There's currently no way to modulate your volume in social media posts. So
"here's a cute photo of my cat" ranks the same as "I really need some help on
this". FaceBook amplifies signals that friends like, but this feature allows
the poster to amplify as well.

But it uses money, and it's weird to mix money and friend relationships, so...
I'm really interested to see how this plays out.

------
scelerat
When I want to get a message out to friends that rises above the din of day to
day chatter, I send an email. Or write a letter and drop it in the mail. Or
make a phone call.

I will be surprised if this feature does anything but lower people's friends
counts, as they quickly learn which groups they joined or people they friended
are merely funded opportunists.

------
cstavish
1\. Facebook would probably need to somehow indicate that a post has been
"highlighted", lest they lose legitimacy and breed distrust.

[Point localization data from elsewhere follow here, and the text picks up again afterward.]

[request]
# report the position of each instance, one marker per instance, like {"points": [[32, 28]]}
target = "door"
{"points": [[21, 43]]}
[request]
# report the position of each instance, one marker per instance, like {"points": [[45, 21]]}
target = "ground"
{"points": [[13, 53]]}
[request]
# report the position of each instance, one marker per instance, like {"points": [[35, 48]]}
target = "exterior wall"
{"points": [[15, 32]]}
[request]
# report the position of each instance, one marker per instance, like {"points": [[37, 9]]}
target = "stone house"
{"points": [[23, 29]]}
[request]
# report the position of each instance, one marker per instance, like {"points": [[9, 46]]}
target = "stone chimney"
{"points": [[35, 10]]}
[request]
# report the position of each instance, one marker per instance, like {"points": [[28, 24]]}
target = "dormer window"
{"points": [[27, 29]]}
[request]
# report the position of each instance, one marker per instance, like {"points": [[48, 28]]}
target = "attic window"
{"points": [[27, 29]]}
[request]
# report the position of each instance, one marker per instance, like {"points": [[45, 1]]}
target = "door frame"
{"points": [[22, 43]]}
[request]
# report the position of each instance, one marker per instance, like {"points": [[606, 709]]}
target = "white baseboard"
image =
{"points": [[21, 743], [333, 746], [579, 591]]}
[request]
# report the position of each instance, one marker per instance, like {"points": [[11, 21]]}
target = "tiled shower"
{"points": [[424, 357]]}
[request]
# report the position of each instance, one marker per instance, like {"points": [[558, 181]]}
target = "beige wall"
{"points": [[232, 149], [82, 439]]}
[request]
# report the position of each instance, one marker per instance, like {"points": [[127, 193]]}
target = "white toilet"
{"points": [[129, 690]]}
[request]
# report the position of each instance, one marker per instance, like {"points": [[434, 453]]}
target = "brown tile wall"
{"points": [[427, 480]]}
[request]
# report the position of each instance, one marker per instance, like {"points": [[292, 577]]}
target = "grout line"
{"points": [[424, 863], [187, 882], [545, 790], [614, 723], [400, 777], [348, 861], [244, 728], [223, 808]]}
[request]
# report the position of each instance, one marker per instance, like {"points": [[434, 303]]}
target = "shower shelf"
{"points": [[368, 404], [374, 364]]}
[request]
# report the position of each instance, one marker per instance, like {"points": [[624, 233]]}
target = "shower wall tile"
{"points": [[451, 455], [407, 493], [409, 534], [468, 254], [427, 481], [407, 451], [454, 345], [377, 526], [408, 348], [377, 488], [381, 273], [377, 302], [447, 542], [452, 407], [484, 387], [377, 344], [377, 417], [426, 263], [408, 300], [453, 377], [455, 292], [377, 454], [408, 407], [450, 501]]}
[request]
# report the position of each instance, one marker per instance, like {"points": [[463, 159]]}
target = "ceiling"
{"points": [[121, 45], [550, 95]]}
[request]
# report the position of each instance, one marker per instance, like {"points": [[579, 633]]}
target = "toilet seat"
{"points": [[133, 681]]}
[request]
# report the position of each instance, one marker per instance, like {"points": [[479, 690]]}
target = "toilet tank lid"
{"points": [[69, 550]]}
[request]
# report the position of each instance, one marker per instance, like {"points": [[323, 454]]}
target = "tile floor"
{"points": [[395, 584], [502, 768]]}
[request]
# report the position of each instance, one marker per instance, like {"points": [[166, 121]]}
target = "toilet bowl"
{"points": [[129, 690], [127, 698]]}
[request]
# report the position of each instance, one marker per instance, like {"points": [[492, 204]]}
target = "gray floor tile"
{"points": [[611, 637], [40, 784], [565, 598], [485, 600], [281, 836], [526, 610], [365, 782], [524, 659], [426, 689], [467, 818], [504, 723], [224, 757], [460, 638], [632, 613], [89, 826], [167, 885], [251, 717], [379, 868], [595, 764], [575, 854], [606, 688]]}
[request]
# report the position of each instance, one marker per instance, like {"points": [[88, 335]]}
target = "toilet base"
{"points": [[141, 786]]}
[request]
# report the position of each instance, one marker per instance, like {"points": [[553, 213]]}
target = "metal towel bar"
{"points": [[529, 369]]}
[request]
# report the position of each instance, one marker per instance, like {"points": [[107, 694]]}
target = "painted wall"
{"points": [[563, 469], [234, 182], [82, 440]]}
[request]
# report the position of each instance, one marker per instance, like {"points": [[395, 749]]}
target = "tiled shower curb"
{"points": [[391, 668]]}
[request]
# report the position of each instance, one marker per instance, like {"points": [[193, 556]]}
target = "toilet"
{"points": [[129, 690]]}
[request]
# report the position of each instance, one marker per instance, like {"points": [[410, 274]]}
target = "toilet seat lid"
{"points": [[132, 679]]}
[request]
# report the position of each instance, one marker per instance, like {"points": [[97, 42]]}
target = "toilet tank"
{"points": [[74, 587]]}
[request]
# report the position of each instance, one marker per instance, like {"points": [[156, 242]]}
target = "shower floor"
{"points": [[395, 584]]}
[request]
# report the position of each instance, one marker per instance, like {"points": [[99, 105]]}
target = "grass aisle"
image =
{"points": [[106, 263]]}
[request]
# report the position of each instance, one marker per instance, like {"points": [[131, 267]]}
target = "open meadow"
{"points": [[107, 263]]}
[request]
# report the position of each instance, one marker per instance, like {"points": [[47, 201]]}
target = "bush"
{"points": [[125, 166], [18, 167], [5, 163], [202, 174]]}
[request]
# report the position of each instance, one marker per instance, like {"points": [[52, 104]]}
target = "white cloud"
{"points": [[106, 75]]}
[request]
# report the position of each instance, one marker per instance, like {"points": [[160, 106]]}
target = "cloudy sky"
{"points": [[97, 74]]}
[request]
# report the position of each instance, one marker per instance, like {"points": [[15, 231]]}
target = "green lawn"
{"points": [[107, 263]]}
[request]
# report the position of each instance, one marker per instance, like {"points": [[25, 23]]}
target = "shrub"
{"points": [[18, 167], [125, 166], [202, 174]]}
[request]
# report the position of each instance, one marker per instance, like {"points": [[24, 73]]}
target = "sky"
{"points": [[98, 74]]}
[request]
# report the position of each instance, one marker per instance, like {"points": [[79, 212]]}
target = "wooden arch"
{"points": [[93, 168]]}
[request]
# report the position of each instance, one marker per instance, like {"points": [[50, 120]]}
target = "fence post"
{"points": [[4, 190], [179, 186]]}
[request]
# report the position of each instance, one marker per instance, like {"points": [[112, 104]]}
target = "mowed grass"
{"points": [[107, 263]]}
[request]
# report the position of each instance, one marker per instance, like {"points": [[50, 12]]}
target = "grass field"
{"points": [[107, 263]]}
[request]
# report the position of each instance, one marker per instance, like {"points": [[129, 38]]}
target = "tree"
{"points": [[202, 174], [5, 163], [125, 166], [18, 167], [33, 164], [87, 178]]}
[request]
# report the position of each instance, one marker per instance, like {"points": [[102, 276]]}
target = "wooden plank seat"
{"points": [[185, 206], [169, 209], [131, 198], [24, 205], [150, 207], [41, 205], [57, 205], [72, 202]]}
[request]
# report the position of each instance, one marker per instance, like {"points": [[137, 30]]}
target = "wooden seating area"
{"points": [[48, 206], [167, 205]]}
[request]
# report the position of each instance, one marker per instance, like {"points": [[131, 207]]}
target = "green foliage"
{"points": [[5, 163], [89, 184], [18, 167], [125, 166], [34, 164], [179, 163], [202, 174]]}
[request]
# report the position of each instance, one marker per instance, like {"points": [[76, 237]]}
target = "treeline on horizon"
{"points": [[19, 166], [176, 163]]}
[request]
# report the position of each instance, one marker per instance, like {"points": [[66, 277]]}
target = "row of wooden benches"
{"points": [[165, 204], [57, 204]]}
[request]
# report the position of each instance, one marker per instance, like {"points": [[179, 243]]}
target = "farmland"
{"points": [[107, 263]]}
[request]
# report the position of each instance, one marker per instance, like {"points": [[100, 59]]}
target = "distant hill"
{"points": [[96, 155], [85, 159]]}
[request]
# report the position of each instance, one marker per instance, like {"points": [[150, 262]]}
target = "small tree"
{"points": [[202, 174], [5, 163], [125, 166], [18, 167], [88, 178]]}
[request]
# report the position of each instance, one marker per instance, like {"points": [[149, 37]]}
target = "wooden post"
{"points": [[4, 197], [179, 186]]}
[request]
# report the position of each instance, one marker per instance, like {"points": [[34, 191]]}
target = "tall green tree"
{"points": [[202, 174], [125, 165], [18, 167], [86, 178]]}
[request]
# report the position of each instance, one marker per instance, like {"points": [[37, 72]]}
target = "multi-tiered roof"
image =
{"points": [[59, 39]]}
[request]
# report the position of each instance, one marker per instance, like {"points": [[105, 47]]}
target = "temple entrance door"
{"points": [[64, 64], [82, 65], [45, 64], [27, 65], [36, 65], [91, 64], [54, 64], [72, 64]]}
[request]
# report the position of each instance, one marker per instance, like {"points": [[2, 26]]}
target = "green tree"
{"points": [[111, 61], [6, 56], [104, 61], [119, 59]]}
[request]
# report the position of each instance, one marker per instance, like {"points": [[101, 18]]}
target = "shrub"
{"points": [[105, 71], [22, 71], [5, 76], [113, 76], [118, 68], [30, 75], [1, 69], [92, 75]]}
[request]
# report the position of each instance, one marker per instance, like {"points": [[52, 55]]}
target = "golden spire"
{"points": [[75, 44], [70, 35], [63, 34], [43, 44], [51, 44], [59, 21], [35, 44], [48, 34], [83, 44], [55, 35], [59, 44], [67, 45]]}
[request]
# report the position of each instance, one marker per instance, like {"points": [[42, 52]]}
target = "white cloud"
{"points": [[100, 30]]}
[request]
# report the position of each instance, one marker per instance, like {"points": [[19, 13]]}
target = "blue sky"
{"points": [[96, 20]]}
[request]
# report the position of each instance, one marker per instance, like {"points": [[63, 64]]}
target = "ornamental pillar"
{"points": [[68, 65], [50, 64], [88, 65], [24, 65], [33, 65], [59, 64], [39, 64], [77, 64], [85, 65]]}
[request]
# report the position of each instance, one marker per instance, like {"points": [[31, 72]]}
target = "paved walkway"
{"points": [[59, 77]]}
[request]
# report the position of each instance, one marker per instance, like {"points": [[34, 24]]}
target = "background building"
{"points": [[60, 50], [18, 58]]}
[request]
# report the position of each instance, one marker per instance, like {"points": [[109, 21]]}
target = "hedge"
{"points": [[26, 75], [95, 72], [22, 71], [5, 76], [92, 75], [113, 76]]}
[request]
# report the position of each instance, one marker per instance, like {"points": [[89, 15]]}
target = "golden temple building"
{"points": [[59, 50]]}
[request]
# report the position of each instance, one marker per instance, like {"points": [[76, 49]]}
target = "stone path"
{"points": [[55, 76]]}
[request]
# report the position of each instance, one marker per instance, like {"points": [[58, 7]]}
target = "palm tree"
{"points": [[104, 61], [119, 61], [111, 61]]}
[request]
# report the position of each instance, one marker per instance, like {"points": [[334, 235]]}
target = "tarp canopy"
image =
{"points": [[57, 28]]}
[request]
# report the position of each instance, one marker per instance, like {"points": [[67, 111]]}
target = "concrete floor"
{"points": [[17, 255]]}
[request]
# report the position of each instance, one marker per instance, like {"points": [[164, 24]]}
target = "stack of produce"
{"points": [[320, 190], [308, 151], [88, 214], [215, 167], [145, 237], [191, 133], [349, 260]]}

2\. Users probably wouldn't want their friends to know they paid to highlight
a post.

I'm not sure how those forces can be reconciled, unless people generally don't
care about one [logical OR] the other.

------
waterlesscloud
The people who are willing to pay for this are not going to be the people
whose posts you actually want to see.

------
SCdF
I have to admit I'm a little confused. Is this so that a company you follow
can pay for their message to be highlighted, or is it so my friend who
_really_ wants me to know what he had for breakfast can pay for the privilege?

------
adgar
I'm curious what the overlap between the following two sets is:

1\. Speech for which I am willing to pay to share/announce

2\. Speech for which I think Facebook is most appropriate venue

I suspect that overlap is quite small.